With the Tractatus in 1921 he thought he had essentially solved the problems of philosophy, and he retired to school-teaching and the odd bit of architecture. He had put forth a pictorial theory of meaning: that the logical structure of language mirrored that of the world. It was immensely influential. But from 1929 Wittgenstein was nagged by doubts, and began to revise his views. He returned to university teaching and developed his new philosophy. He published nothing, but his views began to circulate in typescript, forming what are known as the Blue Book and the Brown Book.
He himself organized his notes, preparing them as if for publication, until 1945. This constitutes the first part of Philosophical Investigations, written out as 693 numbered remarks, following various trails, asking questions, posing hypotheticals, considering unusual situations that threw light on how we behave, speak, and think. Then his notes from 1946 to 1949, forming half as much again, are less organized. On his death in 1951 G.E.M. Anscombe and Rush Rhees prepared it all for publication. The German title is Philosophische Untersuchungen.
Bibliographical details out of the way, I am at a loss for how to begin to convey the philosophical import of the Investigations.
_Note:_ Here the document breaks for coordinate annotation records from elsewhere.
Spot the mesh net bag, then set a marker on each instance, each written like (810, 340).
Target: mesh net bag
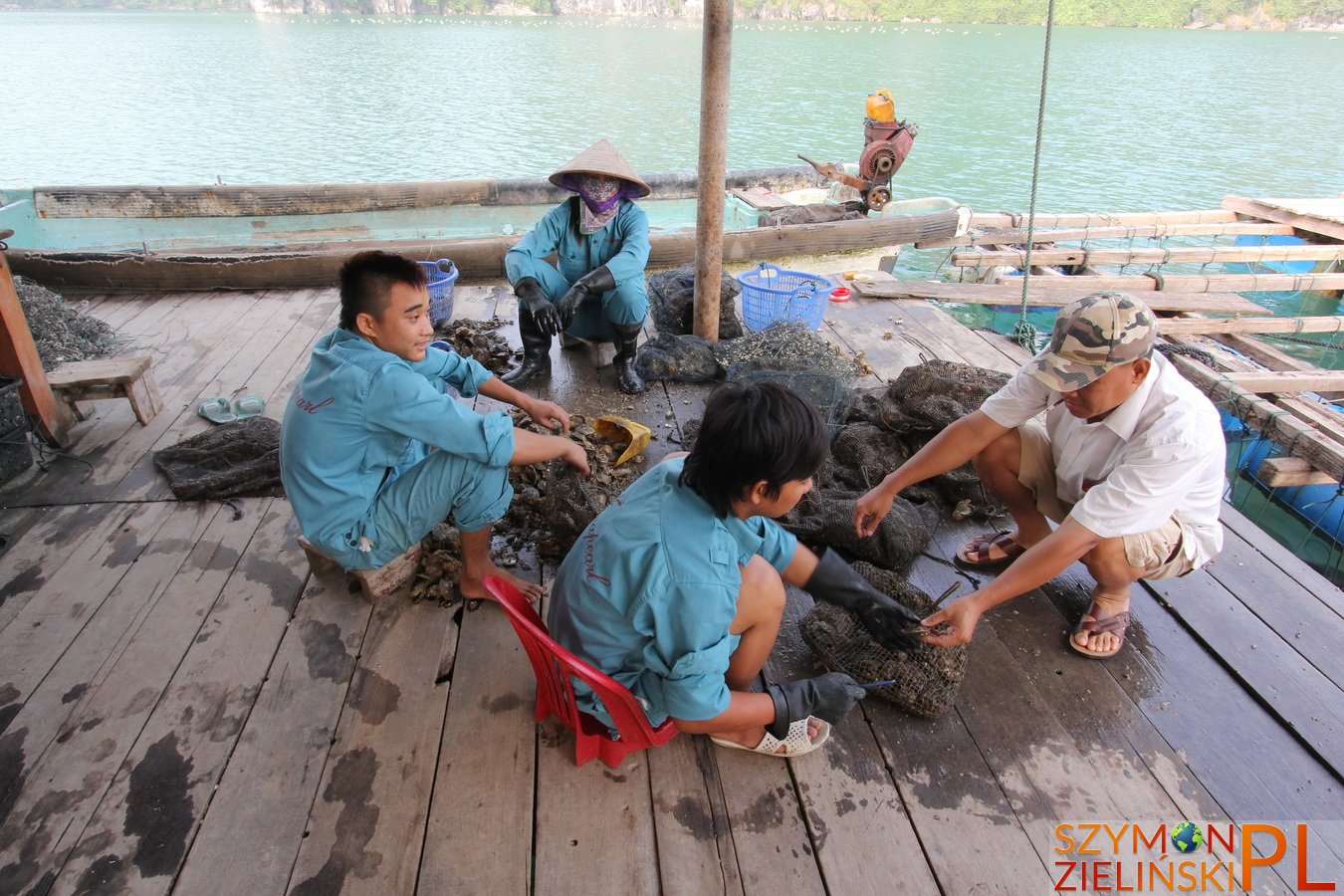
(862, 454)
(914, 407)
(230, 461)
(479, 340)
(828, 392)
(672, 303)
(680, 358)
(825, 516)
(784, 345)
(926, 679)
(929, 396)
(553, 504)
(61, 332)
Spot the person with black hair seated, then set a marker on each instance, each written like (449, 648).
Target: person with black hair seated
(373, 450)
(676, 590)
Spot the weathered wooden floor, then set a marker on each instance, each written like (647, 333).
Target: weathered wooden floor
(184, 708)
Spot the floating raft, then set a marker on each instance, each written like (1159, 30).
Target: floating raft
(1286, 399)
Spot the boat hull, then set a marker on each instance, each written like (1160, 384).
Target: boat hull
(284, 237)
(479, 258)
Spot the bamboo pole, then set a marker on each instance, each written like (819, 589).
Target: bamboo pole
(1274, 422)
(1151, 256)
(715, 68)
(19, 360)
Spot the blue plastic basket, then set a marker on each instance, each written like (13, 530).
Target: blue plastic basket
(772, 295)
(441, 276)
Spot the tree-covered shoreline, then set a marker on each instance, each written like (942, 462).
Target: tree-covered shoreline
(1266, 15)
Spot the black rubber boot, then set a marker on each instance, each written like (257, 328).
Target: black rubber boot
(537, 352)
(626, 336)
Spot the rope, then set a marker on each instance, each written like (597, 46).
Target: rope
(1024, 334)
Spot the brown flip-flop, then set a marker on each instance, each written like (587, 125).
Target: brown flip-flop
(976, 554)
(1097, 621)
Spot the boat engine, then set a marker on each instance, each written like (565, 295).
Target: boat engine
(886, 142)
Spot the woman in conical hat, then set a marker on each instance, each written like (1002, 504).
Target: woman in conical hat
(595, 288)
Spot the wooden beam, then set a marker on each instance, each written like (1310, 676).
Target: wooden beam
(1008, 219)
(19, 360)
(260, 200)
(1152, 256)
(1324, 216)
(1051, 295)
(1266, 416)
(1287, 380)
(302, 265)
(1016, 235)
(1283, 472)
(1269, 356)
(1198, 283)
(1193, 326)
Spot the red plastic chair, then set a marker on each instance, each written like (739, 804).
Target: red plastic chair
(556, 669)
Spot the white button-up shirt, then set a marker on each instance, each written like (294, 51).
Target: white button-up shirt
(1160, 454)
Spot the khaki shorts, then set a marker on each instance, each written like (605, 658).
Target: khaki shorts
(1158, 554)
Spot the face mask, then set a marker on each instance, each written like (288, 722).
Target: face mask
(601, 198)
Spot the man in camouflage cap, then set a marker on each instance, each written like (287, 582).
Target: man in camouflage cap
(1128, 461)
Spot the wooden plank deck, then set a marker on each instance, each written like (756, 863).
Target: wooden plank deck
(184, 708)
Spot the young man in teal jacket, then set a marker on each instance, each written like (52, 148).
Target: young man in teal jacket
(373, 449)
(676, 588)
(595, 288)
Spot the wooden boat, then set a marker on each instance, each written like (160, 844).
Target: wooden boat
(258, 237)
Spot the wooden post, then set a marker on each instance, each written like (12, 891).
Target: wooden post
(715, 66)
(19, 358)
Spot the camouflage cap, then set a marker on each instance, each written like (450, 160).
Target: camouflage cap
(1091, 336)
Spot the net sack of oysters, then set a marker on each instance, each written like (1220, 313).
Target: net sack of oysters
(925, 680)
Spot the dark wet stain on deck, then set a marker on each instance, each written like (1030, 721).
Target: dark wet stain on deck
(222, 559)
(158, 807)
(281, 581)
(125, 550)
(30, 579)
(11, 770)
(695, 817)
(503, 703)
(862, 768)
(352, 786)
(765, 813)
(10, 706)
(326, 650)
(373, 696)
(169, 546)
(104, 877)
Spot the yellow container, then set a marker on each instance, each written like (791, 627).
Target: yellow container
(880, 107)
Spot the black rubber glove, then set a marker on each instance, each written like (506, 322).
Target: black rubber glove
(591, 284)
(890, 623)
(544, 312)
(829, 696)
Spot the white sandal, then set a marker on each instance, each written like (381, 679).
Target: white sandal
(794, 743)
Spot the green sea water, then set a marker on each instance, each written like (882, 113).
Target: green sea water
(1136, 119)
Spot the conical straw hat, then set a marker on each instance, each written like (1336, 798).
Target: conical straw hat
(601, 158)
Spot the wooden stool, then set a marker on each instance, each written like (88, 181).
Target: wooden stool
(375, 583)
(110, 377)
It has no essence, no one topic or purpose; but there is a family resemblance among the issues he tackles. I suppose one recurring central question is, What do we do?. When we utter a sentence, when we "mean" something, when we follow a procedure, when we understand a rule, when we have doubts or feel pain or realize or guess or discover or explain, what in fact happens? How do we know we have done it (if we know it)? How would someone else know? Why do we describe it that way, and how can we recognize that someone else is thinking, behaving, feeling, doing as we do?
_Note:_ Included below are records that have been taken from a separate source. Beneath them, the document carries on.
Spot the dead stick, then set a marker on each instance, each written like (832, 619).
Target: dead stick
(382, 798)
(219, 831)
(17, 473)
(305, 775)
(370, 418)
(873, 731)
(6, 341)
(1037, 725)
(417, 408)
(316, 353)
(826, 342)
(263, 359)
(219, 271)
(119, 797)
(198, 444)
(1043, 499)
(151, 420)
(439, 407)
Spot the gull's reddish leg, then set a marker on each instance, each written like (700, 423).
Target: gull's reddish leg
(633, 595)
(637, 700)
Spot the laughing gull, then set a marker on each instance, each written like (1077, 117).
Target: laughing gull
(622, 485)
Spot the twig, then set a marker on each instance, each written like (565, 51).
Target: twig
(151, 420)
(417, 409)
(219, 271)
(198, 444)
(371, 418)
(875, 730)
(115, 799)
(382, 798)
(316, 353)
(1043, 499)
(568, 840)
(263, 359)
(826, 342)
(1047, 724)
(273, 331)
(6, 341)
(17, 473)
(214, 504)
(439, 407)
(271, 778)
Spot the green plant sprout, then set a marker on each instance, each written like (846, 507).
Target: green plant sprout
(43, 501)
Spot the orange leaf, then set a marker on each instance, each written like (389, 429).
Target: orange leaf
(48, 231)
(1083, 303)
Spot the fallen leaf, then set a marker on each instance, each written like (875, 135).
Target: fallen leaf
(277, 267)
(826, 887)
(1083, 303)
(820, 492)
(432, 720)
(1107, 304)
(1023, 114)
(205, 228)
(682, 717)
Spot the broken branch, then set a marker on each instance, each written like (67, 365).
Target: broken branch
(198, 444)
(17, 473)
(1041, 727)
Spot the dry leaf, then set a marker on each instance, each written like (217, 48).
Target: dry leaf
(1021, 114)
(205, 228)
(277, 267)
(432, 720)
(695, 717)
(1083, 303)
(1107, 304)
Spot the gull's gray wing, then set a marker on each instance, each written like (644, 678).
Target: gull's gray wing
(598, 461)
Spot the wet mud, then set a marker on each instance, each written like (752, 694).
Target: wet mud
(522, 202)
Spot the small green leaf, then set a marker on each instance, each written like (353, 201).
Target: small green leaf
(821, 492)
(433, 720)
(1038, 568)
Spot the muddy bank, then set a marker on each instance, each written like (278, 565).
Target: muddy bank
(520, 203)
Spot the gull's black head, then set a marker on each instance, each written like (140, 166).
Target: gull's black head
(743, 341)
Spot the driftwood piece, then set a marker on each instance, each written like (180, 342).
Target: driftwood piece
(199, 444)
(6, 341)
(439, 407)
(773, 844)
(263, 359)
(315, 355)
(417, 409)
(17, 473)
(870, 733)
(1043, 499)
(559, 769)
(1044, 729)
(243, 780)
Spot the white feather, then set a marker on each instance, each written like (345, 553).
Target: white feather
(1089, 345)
Unlike in the Tractatus, language is not a description. We don't observe a situation and describe it. Language is something we do: it is a form of life. And there are many different ways we use language. They have no single underlying essence, but have at most a family resemblance, the way games do: not all games are for teams, not all score points, not all are on boards or fields, yet we group things together as games. So our uses of language are varied in their connexions: Wittgenstein in fact calls them language games.
Examples: telling stories, taking orders, asking for directions, trying to work something out, trying to bring something back into mind, expecting an event to happen, teaching, wondering whether something is true, playing a game by rules; and endless others. No one of these can be forced into the same mould as any other, yet they are related in intricate ways.
Early on Wittgenstein writes, "Explanations come to an end somewhere". You don't keep referring language back to more language, more explanation. What actually happens, at some point, is that we do something. We don't analyse how we do it; we don't need a rule to tell us how to follow a rule. What happens is this: we follow the rule.
I was going to bring more details in here but there's so much I could pick out, and I think this is enough for one outline node on the book. I could be here all night cherry-picking quotes.